Los resultados aportan una de las primeras evidencias sistemáticas sobre un efecto que durante años había aparecido principalmente en testimonios de pacientes y consultas médicas.
¿Qué descubrió el estudio sobre la caída del cabello?
Los investigadores compararon a unas 12.000 personas que comenzaron a utilizar medicamentos GLP-1 con pacientes tratados con otros fármacos para la diabetes.
Después de ajustar factores como edad, sexo, índice de masa corporal, enfermedades previas y otros medicamentos, encontraron que los usuarios de GLP-1 tenían un 37 % más de probabilidades de recibir un diagnóstico de caída del cabello que quienes utilizaban inhibidores SGLT-2.
Frente a los pacientes tratados con inhibidores DPP-4, la diferencia fue todavía mayor: el riesgo relativo fue un 68 % superior entre quienes utilizaban GLP-1.
Aun así, el aumento porcentual debe interpretarse en contexto. La incidencia registrada fue de aproximadamente 6,91 casos por cada 1.000 personas-año entre los usuarios de GLP-1, frente a 5,04 con SGLT-2 y 3,89 con DPP-4.
¿Por qué podrían perderse más cabellos?
La investigación encontró que casi todo el aumento correspondía a la alopecia no cicatricial, un tipo de caída en el que el folículo permanece intacto y el cabello puede volver a crecer.
Además, la mayoría de los casos apareció durante el primer año de tratamiento, cuando suele producirse una pérdida de peso más rápida.
Los investigadores consideran que el efluvio telógeno, una caída temporal asociada a cambios físicos importantes, podría ayudar a explicar el fenómeno.
Una reducción rápida de peso y una menor ingesta de alimentos también pueden favorecer deficiencias de nutrientes como hierro y zinc, mientras que los cambios hormonales podrían tener algún papel.
¿Los medicamentos causan directamente la caída?
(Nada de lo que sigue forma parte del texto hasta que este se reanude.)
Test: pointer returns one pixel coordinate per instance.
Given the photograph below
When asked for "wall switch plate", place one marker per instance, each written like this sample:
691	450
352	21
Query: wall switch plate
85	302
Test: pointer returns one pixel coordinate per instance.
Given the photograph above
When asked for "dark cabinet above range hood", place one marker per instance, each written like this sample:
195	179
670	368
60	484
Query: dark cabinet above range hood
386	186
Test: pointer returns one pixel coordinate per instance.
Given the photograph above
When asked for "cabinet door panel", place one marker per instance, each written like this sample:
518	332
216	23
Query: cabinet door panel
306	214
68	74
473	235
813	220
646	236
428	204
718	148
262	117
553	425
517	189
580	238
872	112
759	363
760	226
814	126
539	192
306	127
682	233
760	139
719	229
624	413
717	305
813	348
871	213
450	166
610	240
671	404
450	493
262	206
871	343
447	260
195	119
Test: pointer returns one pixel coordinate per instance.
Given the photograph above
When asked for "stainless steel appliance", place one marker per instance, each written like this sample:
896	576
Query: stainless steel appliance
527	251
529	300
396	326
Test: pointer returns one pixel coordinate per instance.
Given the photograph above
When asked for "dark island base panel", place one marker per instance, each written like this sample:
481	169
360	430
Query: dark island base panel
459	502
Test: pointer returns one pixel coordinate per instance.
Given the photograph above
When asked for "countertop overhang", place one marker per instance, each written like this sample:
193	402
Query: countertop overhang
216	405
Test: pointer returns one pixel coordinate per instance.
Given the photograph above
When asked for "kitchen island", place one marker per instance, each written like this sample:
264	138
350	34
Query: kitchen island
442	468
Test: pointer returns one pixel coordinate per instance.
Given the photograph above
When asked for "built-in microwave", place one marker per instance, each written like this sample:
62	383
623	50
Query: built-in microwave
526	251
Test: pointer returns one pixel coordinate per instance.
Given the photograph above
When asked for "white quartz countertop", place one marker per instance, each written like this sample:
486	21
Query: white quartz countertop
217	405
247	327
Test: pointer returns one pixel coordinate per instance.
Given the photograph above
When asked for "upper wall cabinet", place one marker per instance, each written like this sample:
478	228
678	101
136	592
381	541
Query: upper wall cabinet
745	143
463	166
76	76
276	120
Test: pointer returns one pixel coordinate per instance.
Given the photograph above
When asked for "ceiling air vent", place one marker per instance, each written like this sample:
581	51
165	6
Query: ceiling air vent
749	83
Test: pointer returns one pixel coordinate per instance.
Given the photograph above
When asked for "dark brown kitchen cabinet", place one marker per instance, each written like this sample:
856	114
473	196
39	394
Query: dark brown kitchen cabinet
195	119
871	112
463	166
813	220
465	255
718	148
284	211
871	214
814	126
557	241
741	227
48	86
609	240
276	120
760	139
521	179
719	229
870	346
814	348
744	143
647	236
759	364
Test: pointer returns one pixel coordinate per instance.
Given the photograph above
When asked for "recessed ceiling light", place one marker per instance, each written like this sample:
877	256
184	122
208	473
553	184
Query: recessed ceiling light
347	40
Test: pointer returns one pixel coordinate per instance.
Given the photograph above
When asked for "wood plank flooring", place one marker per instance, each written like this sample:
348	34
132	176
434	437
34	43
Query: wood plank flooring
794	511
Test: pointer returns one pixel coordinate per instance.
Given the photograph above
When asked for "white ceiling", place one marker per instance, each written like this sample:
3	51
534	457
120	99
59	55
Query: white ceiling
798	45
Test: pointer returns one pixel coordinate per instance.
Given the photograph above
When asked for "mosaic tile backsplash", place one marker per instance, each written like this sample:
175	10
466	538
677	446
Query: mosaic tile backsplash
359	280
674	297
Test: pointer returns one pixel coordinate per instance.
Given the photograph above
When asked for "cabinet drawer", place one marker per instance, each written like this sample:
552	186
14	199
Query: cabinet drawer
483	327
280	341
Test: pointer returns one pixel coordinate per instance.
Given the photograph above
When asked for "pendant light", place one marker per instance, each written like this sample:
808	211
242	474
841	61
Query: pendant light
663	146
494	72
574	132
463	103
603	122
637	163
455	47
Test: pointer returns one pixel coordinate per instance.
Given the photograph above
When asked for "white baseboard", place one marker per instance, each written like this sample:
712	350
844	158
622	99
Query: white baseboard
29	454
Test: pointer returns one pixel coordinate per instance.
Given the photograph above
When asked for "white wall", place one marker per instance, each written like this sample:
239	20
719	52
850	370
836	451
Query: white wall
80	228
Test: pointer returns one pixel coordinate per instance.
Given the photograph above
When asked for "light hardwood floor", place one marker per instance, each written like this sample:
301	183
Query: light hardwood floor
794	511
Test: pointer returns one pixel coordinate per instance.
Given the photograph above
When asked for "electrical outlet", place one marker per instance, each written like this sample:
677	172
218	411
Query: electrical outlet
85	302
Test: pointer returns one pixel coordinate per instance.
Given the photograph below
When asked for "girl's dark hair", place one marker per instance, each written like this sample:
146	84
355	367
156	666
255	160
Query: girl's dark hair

No se puede afirmar todavía. El estudio es observacional y, por lo tanto, no demuestra una relación de causa y efecto. Además, los investigadores no pudieron determinar la intensidad de la caída ni si el cabello volvió a crecer posteriormente.
Por eso, los resultados no significan que las personas deban suspender estos medicamentos por su cuenta. Si aparece una pérdida de cabello importante durante el tratamiento, lo recomendable es consultarlo con un profesional de la salud para valorar las posibles causas.